Die neue Ausgabe des «Forums Raumentwicklung» des Bundesamts für Raumentwicklung ARE beschäftigt sich deshalb mit der Frage, wie sich der Verkehr in der Zukunft gestalten lässt, ohne dass Landschaft und Umwelt weiter stark beeinträchtigt werden.
Eine wichtige Voraussetzung dafür ist, die Raumordnungs- und Verkehrspolitik besser aufeinander abzustimmen. Nur so können die gemeinsamen Ziele in beiden Politikbereichen systematisch verfolgt werden. Grundlage sind die vom Bundesamt für Raumentwicklung für den Personen- und Güterverkehr entwickelten Verkehrsmodelle. Sie liefern eine wichtige Basis für das Programm «Engpassbeseitigung Nationalstrassen» des Bundesamts für Strassen, das strategische Entwicklungsprogramm «Bahninfrastruktur» des Bundesamts für Verkehr, die «Energiestrategie 2050» des Bundesamts für Energie sowie für Umweltanalysen zu Lärm und Schadstoffen des Bundesamts für Umwelt.

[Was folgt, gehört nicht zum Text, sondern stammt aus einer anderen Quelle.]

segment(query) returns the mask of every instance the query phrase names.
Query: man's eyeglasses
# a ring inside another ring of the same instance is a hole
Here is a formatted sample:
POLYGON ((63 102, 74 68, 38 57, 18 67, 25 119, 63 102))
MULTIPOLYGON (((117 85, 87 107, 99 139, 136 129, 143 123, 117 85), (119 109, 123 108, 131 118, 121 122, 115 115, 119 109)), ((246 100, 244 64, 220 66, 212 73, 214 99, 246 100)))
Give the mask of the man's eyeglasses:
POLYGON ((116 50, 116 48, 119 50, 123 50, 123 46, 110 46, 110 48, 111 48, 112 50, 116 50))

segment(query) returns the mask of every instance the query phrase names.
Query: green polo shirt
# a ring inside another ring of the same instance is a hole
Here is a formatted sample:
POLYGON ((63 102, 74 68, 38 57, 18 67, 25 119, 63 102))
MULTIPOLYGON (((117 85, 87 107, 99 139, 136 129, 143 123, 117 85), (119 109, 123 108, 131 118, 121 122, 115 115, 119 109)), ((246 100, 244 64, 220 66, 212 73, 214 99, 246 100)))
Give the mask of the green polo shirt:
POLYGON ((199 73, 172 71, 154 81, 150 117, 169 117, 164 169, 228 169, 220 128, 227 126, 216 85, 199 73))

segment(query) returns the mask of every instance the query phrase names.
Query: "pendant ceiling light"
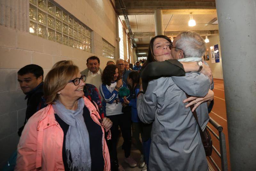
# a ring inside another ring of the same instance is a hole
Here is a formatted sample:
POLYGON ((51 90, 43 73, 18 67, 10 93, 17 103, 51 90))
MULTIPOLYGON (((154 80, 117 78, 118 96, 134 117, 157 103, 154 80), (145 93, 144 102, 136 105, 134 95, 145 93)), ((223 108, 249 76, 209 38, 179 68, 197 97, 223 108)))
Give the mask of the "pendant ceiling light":
POLYGON ((204 41, 205 43, 209 43, 209 42, 210 42, 209 39, 208 39, 208 38, 207 37, 207 36, 205 36, 205 39, 204 40, 204 41))
POLYGON ((193 27, 196 25, 196 21, 193 19, 193 16, 192 16, 192 13, 190 13, 189 14, 190 19, 188 21, 188 26, 193 27))

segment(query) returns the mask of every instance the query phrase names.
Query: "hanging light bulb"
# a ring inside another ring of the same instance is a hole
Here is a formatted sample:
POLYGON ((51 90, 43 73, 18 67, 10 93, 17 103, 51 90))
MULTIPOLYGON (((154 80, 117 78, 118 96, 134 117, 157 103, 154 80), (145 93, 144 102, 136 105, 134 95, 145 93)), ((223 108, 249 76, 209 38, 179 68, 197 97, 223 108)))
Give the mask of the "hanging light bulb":
POLYGON ((208 39, 208 38, 207 37, 207 36, 205 36, 205 39, 204 40, 204 42, 205 42, 205 43, 209 43, 209 42, 210 42, 209 39, 208 39))
POLYGON ((193 27, 196 25, 196 21, 193 19, 193 16, 192 16, 192 13, 190 13, 189 14, 190 19, 188 21, 188 26, 193 27))
POLYGON ((172 42, 173 41, 173 36, 171 36, 171 40, 172 40, 172 42))

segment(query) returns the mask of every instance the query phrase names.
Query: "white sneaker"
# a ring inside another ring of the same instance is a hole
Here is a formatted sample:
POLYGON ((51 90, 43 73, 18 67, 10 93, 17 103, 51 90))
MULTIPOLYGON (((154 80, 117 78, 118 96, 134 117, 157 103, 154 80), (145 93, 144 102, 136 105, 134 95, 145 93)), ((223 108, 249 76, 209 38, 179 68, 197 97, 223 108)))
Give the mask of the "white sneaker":
POLYGON ((137 166, 137 163, 136 162, 134 159, 131 157, 128 157, 127 158, 124 159, 124 161, 126 163, 128 163, 129 166, 132 167, 134 167, 137 166))
POLYGON ((144 166, 144 167, 143 167, 141 169, 141 171, 147 171, 147 164, 145 164, 145 165, 144 166))
POLYGON ((139 166, 139 167, 140 168, 142 168, 145 165, 145 162, 144 161, 144 155, 143 154, 141 154, 140 155, 140 165, 139 166))

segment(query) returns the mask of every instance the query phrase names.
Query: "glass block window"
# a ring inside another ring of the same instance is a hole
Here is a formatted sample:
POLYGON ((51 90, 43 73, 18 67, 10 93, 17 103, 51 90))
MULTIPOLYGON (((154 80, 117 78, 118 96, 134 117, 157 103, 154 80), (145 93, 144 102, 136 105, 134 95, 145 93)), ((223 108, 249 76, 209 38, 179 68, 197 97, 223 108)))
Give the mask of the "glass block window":
POLYGON ((103 39, 102 40, 103 42, 102 56, 107 58, 114 59, 115 47, 103 39))
POLYGON ((92 31, 59 5, 47 0, 29 1, 29 32, 92 52, 92 31))

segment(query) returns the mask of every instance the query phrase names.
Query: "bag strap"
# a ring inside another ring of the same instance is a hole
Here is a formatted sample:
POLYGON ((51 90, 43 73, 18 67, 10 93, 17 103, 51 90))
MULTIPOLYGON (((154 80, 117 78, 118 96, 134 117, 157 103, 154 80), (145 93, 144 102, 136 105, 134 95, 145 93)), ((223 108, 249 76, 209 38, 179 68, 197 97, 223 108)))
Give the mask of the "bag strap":
MULTIPOLYGON (((188 95, 188 94, 187 93, 185 93, 185 94, 186 94, 187 98, 188 98, 188 97, 190 97, 190 96, 188 95)), ((192 104, 192 105, 190 105, 190 109, 191 110, 191 111, 192 111, 192 109, 194 107, 194 105, 192 104)), ((198 123, 198 118, 197 118, 197 115, 196 114, 196 110, 194 110, 194 111, 192 111, 192 113, 193 114, 193 116, 194 116, 194 118, 195 118, 196 119, 196 123, 197 123, 197 125, 199 126, 199 132, 200 132, 200 136, 201 137, 201 139, 202 139, 202 141, 205 140, 206 140, 206 138, 205 137, 204 135, 204 133, 203 132, 203 131, 202 130, 202 129, 201 129, 201 127, 200 126, 200 125, 199 124, 199 123, 198 123)), ((205 129, 206 129, 206 128, 205 128, 205 129)))

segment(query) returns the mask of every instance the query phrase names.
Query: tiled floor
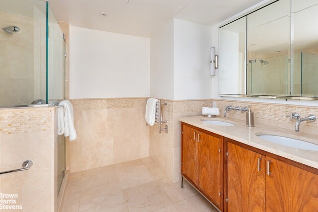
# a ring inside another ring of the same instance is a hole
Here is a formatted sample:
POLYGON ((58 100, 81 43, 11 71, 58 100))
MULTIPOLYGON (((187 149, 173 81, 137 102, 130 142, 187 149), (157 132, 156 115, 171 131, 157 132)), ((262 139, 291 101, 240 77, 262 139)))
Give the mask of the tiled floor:
POLYGON ((71 174, 62 212, 216 212, 184 181, 172 184, 150 158, 71 174))

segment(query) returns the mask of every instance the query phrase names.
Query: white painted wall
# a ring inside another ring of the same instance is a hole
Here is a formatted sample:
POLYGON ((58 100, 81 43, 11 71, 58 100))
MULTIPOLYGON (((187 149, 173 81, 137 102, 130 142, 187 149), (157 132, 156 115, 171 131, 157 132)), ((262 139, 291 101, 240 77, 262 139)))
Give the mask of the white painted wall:
MULTIPOLYGON (((257 7, 266 3, 266 2, 270 1, 271 0, 265 0, 259 3, 255 4, 255 5, 245 9, 244 11, 237 14, 235 15, 228 18, 227 20, 222 21, 222 22, 216 24, 213 27, 212 29, 212 46, 215 47, 216 54, 218 54, 219 53, 219 27, 224 25, 227 23, 229 22, 230 21, 235 20, 239 16, 245 14, 246 13, 250 11, 250 10, 257 8, 257 7)), ((316 101, 306 101, 306 100, 285 100, 285 99, 264 99, 258 98, 240 98, 240 97, 223 97, 219 95, 218 87, 219 87, 219 71, 217 70, 216 71, 215 76, 212 78, 212 98, 218 99, 225 99, 225 100, 238 100, 238 101, 245 101, 246 102, 264 102, 269 103, 276 103, 276 104, 286 104, 289 105, 305 105, 305 106, 317 106, 317 102, 316 101)), ((291 111, 292 112, 292 111, 291 111)))
POLYGON ((174 99, 211 98, 212 27, 174 19, 174 99))
POLYGON ((70 27, 71 99, 150 95, 150 39, 70 27))
POLYGON ((219 48, 220 67, 219 70, 219 92, 228 94, 238 94, 238 91, 239 42, 238 33, 227 30, 220 32, 220 42, 223 44, 219 48), (226 57, 223 57, 223 55, 226 57), (229 81, 232 83, 229 84, 229 81))
POLYGON ((151 38, 150 96, 173 99, 173 21, 151 38))

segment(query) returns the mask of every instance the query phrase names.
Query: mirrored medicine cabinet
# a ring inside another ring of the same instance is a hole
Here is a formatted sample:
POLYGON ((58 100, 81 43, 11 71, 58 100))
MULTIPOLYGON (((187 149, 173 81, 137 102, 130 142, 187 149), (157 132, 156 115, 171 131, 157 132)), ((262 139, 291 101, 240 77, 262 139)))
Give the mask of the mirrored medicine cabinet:
POLYGON ((278 0, 220 27, 219 94, 318 99, 317 14, 278 0))

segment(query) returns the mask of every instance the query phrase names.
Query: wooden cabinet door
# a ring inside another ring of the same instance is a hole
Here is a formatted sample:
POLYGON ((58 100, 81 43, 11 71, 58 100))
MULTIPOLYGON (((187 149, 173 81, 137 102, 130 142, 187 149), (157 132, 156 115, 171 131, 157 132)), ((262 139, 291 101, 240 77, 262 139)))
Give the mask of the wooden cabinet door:
POLYGON ((228 152, 228 211, 264 212, 265 156, 230 142, 228 152))
POLYGON ((182 125, 181 172, 198 185, 197 131, 182 125))
POLYGON ((199 132, 198 136, 198 185, 219 206, 221 205, 221 137, 199 132))
POLYGON ((318 175, 266 156, 266 210, 318 212, 318 175))

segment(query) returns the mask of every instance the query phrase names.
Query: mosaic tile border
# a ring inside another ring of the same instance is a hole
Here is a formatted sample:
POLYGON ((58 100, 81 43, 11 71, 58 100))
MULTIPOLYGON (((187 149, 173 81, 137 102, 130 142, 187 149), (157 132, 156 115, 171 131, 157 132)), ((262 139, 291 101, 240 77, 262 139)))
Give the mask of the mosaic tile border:
POLYGON ((17 109, 0 111, 0 135, 50 131, 50 110, 17 109))
MULTIPOLYGON (((301 105, 274 104, 264 103, 249 102, 244 101, 235 101, 216 99, 218 107, 220 109, 220 114, 223 114, 224 108, 227 105, 233 106, 243 106, 250 105, 252 111, 254 112, 255 123, 272 125, 290 130, 293 130, 295 121, 290 119, 286 116, 291 112, 297 112, 301 117, 304 117, 309 114, 314 114, 318 116, 318 107, 314 106, 304 106, 301 105)), ((245 120, 244 113, 240 112, 230 111, 227 116, 240 120, 245 120)), ((301 132, 312 134, 318 134, 316 132, 318 128, 318 122, 302 123, 301 126, 301 132)))
POLYGON ((147 98, 71 99, 75 111, 146 107, 147 98))

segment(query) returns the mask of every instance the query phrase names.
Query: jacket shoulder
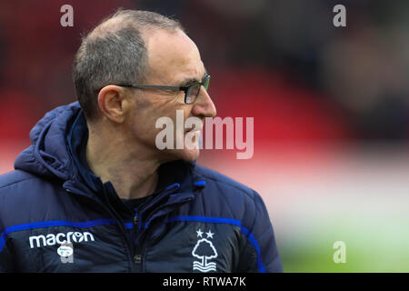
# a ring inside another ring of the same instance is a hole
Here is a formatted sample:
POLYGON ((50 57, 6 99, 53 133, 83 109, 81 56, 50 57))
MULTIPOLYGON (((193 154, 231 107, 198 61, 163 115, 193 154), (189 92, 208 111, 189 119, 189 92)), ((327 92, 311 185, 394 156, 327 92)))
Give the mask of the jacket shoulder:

Angesichts des starken Verkehrswachstums der Vergangenheit und der für die kommenden Jahrzehnte prognostizierten Zunahme sind neue Ideen gefragt. Der Tessiner Volkswirtschaftsprofessor Rico Maggi plädiert unter anderem dafür, die Fahrzeiten im öffentlichen Verkehr nicht weiter zu verkürzen, sondern im Gegenteil die Zahl der Fahrten zu plafonieren. Zudem könnte die Schiene für den Güterverkehr attraktiver werden, indem man auf eine Taktverdichtung beim Personenverkehr verzichtet, dafür Slots vergibt für Shuttlezüge, die mit neuer Kleincontainer-Technologie ausgerüstet werden.
Die Verkehrsmodelle lassen ein weiteres starkes Verkehrswachstum erwarten – doch wann ist die Grenze erreicht? Jürg Dietiker, Ingenieur und Planungsethiker, weist im Interview darauf hin, dass das menschliche Bedürfnis nach Mobilität im Prinzip unersättlich ist. Auch den Begriff der «Nachhaltigkeit» zieht er in Zweifel: «Zwar entstehen eine Reihe von Projekten, die jedes für sich allein betrachtet nachhaltig ist.» Doch am Schluss komme die Umwelt, die man eigentlich schützen wollte, dennoch abhanden, warnt Dietiker. Statt sich mit kosmetischen Verbesserungen und der Beseitigung von Engpässen aufzuhalten, empfiehlt er eine politische Wertedebatte zu Landschaft und Ressourcen. Nur so werde den natürlichen Grenzen Rechnung getragen. Erst nach dieser grundlegenden Klärung mache es Sinn, weitere Projekte im Verkehrsbereich in Angriff zu nehmen.